オーケストラの演奏付きで映画を上映する、あるいは、映画付きのコンサートだ。1万円前後と、映画としてはチケット代が高いが、コンサートと考えれば、リーズナブルであろう。無声映画時代は、映画館に楽隊がいて、生で演奏していたというから、それがグレードアップされたとも言えなくもない。

日本映画では『砂の器』、ハリウッド映画では『スター・ウォーズ』などが人気がある。

ちょっと前までは、「映画音楽・名曲コンサート」があった。

オーケストラもベートーヴェンやモーツァルトだけではお客さんが来ないので、映画音楽のコンサートで集客をはかっていたのだ。

『太陽がいっぱい』『道』『ロミオとジュリエット』『ゴッドファーザー』のニーノ・ロータ、『スター・ウォーズ』やスピルバーグ映画のジョン・ウィリアムズが人気があった。かの世界有数のオーケストラであるウィーン・フィルハーモニー管弦楽団も、『スター・ウォーズ』の曲を演奏するコンサートをしていた。

そういうコンサートでは、その映画の最も有名なテーマ曲が演奏されるのが大半だ。映画の冒頭、タイトルと主要キャストの名が出る部分での音楽である。

名曲コンサートでは、映像は流れないのが原則だ。舞台の後方にスクリーンがあり、名場面が映される程度だ。

そんな「映画音楽・名曲コンサート」とも、「シネマ・コンサート」とも違うコンサートが、11月30日土曜日、催された。題して、『小松左京音楽祭』(成城学園内の澤柳記念講堂ホールにて)である。

『小松左京音楽祭』パンフレット

音楽祭というと、地名か作曲家・演奏家などの名前を冠したものが大半で、小説家の名の音楽祭というのは珍しい。これは、小松左京の小説を原作とした映像作品の音楽のコンサートだった。

映画監督の樋口真嗣氏が中心となった実行委員会が作られ、クラウドファンディングで資金を集めて、開催されたものだ。

制作したのはスリーシェルズという会社で、ここは伊福部昭をはじめとした日本人作曲家の作品を演奏し、録音してCDにしている。その一連の企画のなかでの、小松左京原作の映像作品の音楽のコンサートだった。このコンサートも録音されていたので、近く、CDとしてリリースされるだろう。

演奏されたのは、『宇宙人ピピ』『エスパイ』『さよならジュピター』『日本沈没』で、『日本沈没』は、ラジオドラマ、映画(1973)、テレビドラマ。最初に小松が若い頃に書いた演劇の劇中歌として、自ら作詞作曲した曲も披露された。
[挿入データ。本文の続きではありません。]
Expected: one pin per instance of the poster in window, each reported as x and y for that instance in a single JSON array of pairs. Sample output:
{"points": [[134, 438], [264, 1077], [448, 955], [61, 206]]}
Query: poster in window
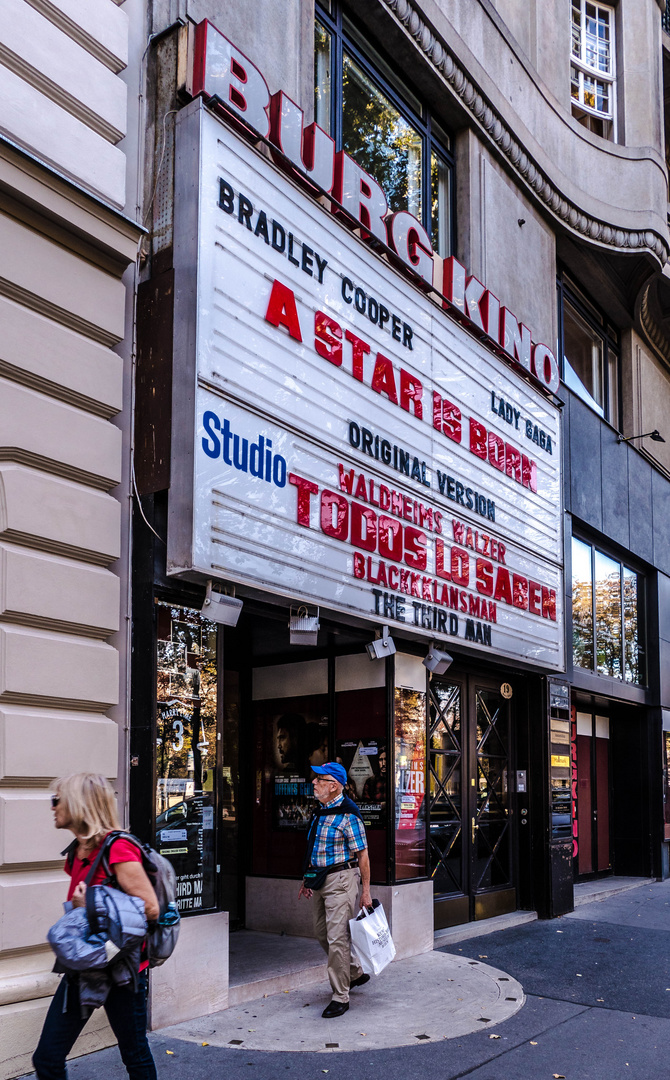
{"points": [[186, 753], [299, 741], [364, 760], [410, 738]]}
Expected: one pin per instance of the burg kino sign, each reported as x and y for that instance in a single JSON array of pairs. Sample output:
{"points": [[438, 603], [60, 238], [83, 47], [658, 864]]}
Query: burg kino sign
{"points": [[338, 437]]}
映画音楽(テレビやラジオの音楽も含める)が、他の音楽と異なるのは、録音されること、1回しか演奏されない、の2点である。

映画の編集が終わり、セリフや効果音も入った最後の段階で、音楽は録音される。ミュージカルのように最初に音楽を録音するものもあるが、いずれにしろ、その映画のために1回演奏されれば、それで終わりだ。

そのあと、コンサートで演奏されることは「予定」されていないので、保存癖のある作曲家でもなければ、楽譜はそのまま散逸してしまう。

ハリウッド映画などは、権利がうるさいがゆえに管理もされているから、映画音家のスコアも残っているのかもしれないが、日本映画の場合、残っていることは少ない。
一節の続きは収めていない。